Thursday 19 November 2009

Weather

Namaacha is in the hills of south Mocambique, so at a higher elevation and a lower latitude than much of the country. As such, the weather isn’t nearly as stifling as I anticipated. In fact, trying to anticipate the weather here at all is pretty useless.
When leaving the house in the mornings, the safest bet is to wear a tank-top under a hoodie with pants you can easily roll up and don’t forget your sunscreen and umbrella! One weekend, I slept in boxers and a spaghetti strap on top of the covers, and the next night was in my yoga pants, t-shirt, hoodie and socks with my sleeping bag zipped up all the way.
There’s one thing you can usually count on, though: rain.

Whether it’s drizzling or a full-on downpour, there’s no doubt it’s monsoon season around here.
Did I mention most roads aren’t paved? It can get a little dirty around here.
But it’s okay. You can always just wipe your feet on the doormat.
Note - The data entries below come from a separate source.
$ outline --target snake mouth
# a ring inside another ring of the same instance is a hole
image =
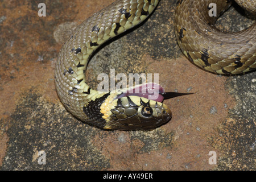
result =
[[[164,90],[159,84],[156,83],[146,83],[135,86],[127,90],[127,92],[119,94],[116,98],[130,96],[144,97],[150,100],[162,102],[164,100],[176,97],[191,94],[193,93],[184,93],[178,92],[164,92]]]

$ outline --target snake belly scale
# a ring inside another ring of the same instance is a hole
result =
[[[255,23],[238,32],[224,33],[214,27],[217,17],[208,15],[209,3],[217,4],[220,14],[230,6],[229,1],[178,1],[175,17],[177,42],[184,55],[200,67],[221,74],[241,73],[256,68]],[[171,118],[171,111],[163,100],[183,94],[165,93],[155,84],[144,86],[158,91],[156,98],[125,94],[135,87],[142,89],[142,85],[98,92],[86,83],[84,74],[95,50],[146,19],[158,2],[115,1],[79,26],[63,46],[56,64],[56,87],[65,107],[75,117],[100,129],[124,130],[153,129]]]

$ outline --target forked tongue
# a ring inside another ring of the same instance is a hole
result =
[[[135,87],[128,90],[127,93],[123,93],[120,94],[117,98],[130,96],[135,96],[144,97],[150,100],[162,102],[164,99],[168,99],[191,94],[193,93],[164,92],[163,87],[158,84],[146,83],[135,86]]]

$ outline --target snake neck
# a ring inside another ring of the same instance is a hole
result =
[[[84,107],[107,93],[92,89],[85,82],[85,72],[93,52],[106,41],[144,20],[158,1],[116,1],[75,29],[61,47],[55,69],[59,96],[71,113],[88,120]],[[116,94],[113,93],[112,98]]]

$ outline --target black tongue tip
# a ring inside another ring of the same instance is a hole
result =
[[[159,94],[161,94],[164,97],[164,100],[165,100],[179,96],[193,94],[194,93],[179,93],[179,92],[170,92],[159,93]]]

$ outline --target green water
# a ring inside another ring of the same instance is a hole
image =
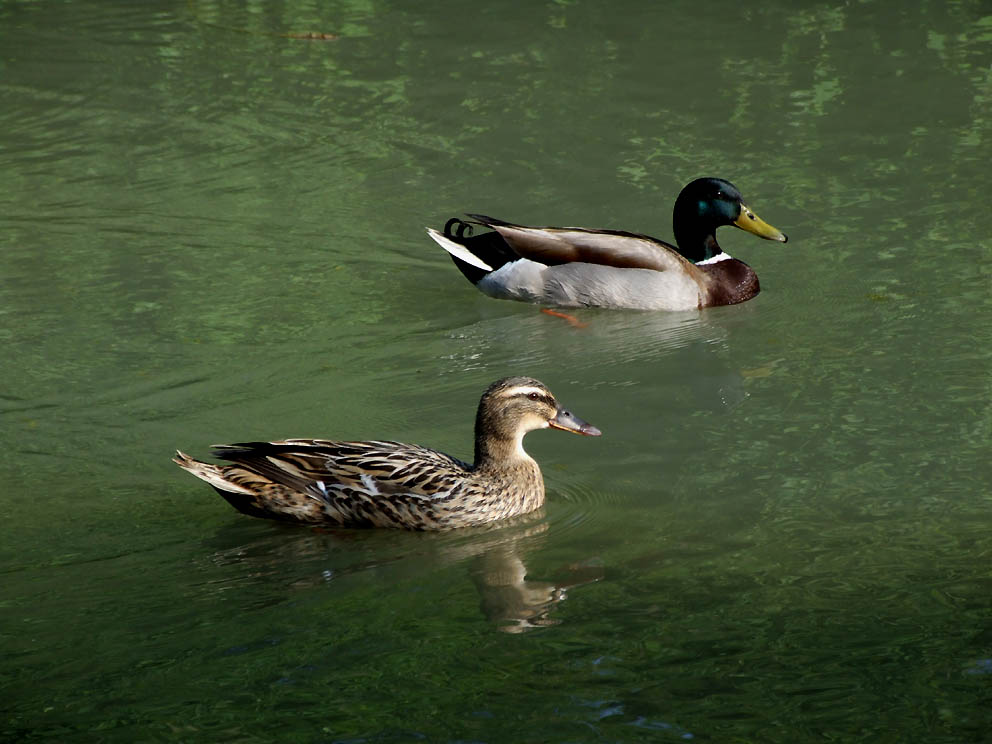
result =
[[[0,739],[992,740],[990,142],[984,0],[0,2]],[[700,175],[790,236],[741,306],[573,328],[423,232]],[[501,529],[169,461],[470,457],[508,374],[604,436]]]

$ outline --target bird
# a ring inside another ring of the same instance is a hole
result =
[[[238,511],[340,527],[447,530],[526,514],[544,504],[544,480],[523,448],[535,429],[601,432],[532,377],[507,377],[483,393],[475,461],[393,441],[284,439],[214,445],[229,464],[177,451],[179,467],[206,481]]]
[[[622,230],[468,217],[453,217],[442,231],[427,233],[470,282],[497,299],[559,307],[677,311],[745,302],[758,294],[758,276],[723,252],[716,229],[734,225],[788,242],[721,178],[697,178],[679,193],[673,216],[678,247]],[[473,234],[474,226],[490,232]]]

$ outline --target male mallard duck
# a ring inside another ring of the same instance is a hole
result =
[[[286,439],[214,445],[233,465],[176,452],[179,467],[255,517],[354,527],[440,530],[513,517],[544,503],[537,463],[524,435],[561,429],[598,437],[530,377],[497,380],[479,401],[475,464],[399,442]]]
[[[443,233],[427,232],[470,282],[490,297],[564,307],[694,310],[744,302],[758,294],[758,277],[720,250],[716,229],[735,225],[767,240],[788,240],[720,178],[696,179],[675,200],[678,248],[620,230],[469,217],[448,220]],[[472,224],[493,232],[473,236]]]

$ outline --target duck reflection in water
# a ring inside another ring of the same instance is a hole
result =
[[[456,564],[466,567],[485,618],[499,631],[522,633],[559,624],[553,613],[570,590],[605,575],[599,559],[590,556],[546,577],[528,576],[527,557],[540,552],[552,529],[543,509],[490,527],[444,533],[323,526],[300,530],[277,524],[259,533],[258,526],[237,522],[215,536],[209,570],[214,575],[223,572],[227,579],[214,579],[205,589],[243,591],[248,582],[288,599],[287,594],[321,586],[344,588],[347,582],[342,580],[365,575],[368,581],[382,583],[383,602],[388,603],[389,586],[429,583],[431,573]],[[252,534],[246,535],[246,529]],[[272,599],[269,596],[265,604]]]

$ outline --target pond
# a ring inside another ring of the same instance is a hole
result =
[[[311,33],[336,38],[308,38]],[[982,0],[0,3],[0,739],[979,742],[992,729]],[[782,245],[691,312],[491,299],[481,212]],[[238,514],[177,448],[471,458],[489,528]]]

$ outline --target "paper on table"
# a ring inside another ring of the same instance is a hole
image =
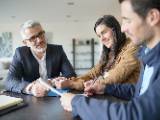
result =
[[[42,80],[42,78],[39,78],[38,81],[43,84],[45,87],[47,87],[48,89],[50,89],[52,92],[55,92],[56,94],[58,94],[59,96],[62,96],[62,93],[60,93],[58,90],[56,90],[54,87],[52,87],[51,85],[49,85],[48,83],[46,83],[44,80]]]
[[[22,98],[0,95],[0,110],[23,102]]]

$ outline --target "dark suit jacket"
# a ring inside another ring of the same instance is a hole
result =
[[[154,68],[147,91],[139,95],[142,86],[143,68],[137,85],[110,85],[109,93],[119,97],[132,96],[128,103],[116,103],[107,100],[77,95],[72,100],[75,119],[82,120],[160,120],[160,43],[146,55],[141,56],[143,65]],[[129,97],[127,97],[129,98]]]
[[[62,74],[65,77],[75,76],[75,72],[60,45],[47,44],[46,68],[48,78]],[[39,64],[29,47],[19,47],[5,82],[6,90],[21,93],[25,86],[39,78]]]

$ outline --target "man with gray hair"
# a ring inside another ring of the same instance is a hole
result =
[[[60,45],[47,44],[45,31],[37,21],[28,20],[20,30],[25,46],[18,47],[5,82],[6,90],[43,97],[48,89],[37,80],[51,84],[52,78],[70,78],[75,72]],[[50,79],[50,80],[49,80]]]

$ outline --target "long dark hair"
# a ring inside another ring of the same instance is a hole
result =
[[[122,3],[126,0],[119,0]],[[160,11],[160,0],[130,0],[133,10],[145,19],[149,10],[155,8]]]
[[[126,36],[121,32],[121,26],[117,19],[112,15],[104,15],[99,18],[94,26],[94,31],[96,32],[96,28],[99,25],[105,25],[112,29],[114,45],[112,48],[107,48],[103,45],[102,54],[100,58],[101,72],[108,71],[115,62],[115,59],[126,42]]]

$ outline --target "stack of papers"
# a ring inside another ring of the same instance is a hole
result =
[[[23,102],[22,98],[0,95],[0,110],[15,106]]]

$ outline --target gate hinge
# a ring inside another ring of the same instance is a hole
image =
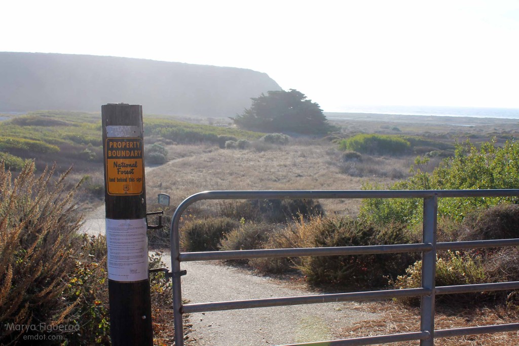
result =
[[[148,223],[148,215],[158,215],[159,216],[159,224],[148,224],[148,230],[160,230],[164,227],[164,225],[162,223],[162,216],[164,215],[164,210],[160,210],[160,211],[152,211],[152,212],[146,213],[146,223]]]

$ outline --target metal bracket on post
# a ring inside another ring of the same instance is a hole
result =
[[[164,210],[160,210],[160,211],[152,211],[152,212],[146,213],[146,221],[147,223],[148,215],[158,215],[159,216],[159,224],[155,225],[148,225],[148,230],[160,230],[164,227],[164,225],[162,223],[162,216],[164,215]]]
[[[154,268],[153,269],[150,269],[149,270],[150,273],[159,273],[160,272],[163,272],[166,275],[166,280],[169,281],[169,279],[172,277],[180,277],[187,274],[187,270],[181,270],[180,272],[176,272],[173,273],[172,272],[169,271],[169,269],[168,268]]]

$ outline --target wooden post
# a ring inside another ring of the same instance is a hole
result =
[[[152,346],[142,106],[101,114],[112,342]]]

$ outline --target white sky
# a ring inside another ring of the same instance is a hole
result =
[[[330,112],[519,108],[519,1],[0,0],[0,51],[251,69]]]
Rain here isn’t quite like at home. I had no idea the sky could hold so much water. It has rained constantly for the past five days here. Constant. As in, stuff falling from the sky at every moment, and hitting the ground and realizing it has nowhere else to go, so it just hangs out and makes mud. Everywhere. For five days. It’s mind-boggling.
There’s a small lake in the living room in the morning. I have to take a running leap out the front door to make it to land on the other side of the patio. And, as if that weren’t bad enough, it’s cold.
Being cold and wet here is different from being cold and wet in the states. There, it is an inconvenience. Cold rain means you have to run from the house to the car. You have to carry your dripping umbrella with you to class. You can’t walk the dogs. You have to drive slower.
Here, cold rain is borderline debilitating. You have to put on golashes to use the bathroom. You can’t start a fire to cook or heat bathwater because the charcoal is in a puddle of water in the half-covered kitchen. Roads close down. Doing laundry is simply not an option, and if you’re unfortunate enough to do laundry before a downpour starts, you’re stuck with wet clothes until the next sunny day. Not that it particularly matters, because you’ll only get it muddy all over again the next day. You have to navigate an obstacle course of sidewalk islands in order to walk anywhere.
I’m not sure if it’s colder here, or it just seems that way because you can’t escape from it. It follows you into the house, which is made of concrete with a tin roof, and the door doesn’t exactly fit the frame and there’s a hole where the knob used to be that you have to stuff with the “doormat” mentioned above to help keep out the draft. Some nights I sleep in socks, pants, a t-shirt, a hoodie, in my sleeping bag under covers.
I realize now there’s no way I could’ve survived Turkmenistan. If Mozambique is too cold for me, I’m pretty much doomed any place where snow exists.
The one perk of the rain? I haven’t had to get water from the well in a week. It magically appears in the buckets we put on the side of the house overnight.
This is not the case for the rest of the country, however.
In Chokwe, you wake up around 5:30 and are comfortable for the next hour or so. After that, the temperature hits 40˚C (around 100˚F) and stays that way for the rest of the day. The doors and windows stay open, and in the afternoon you just want to sit in the shade and not move. You put on sunscreen in the morning, but it’s nowhere near as effective as the layer of sweat, salt and dirt that covers you by the end of the day. The cold showers at night are almost futile, because you start sweating again as soon as you dry off. To sleep, you try to sprawl out so that no limb is touching another body part and thereby generating more heat. The mosquito net is the closest thing you need to a blanket. Of course, we’ll be at our new sites in time for the hottest month – January.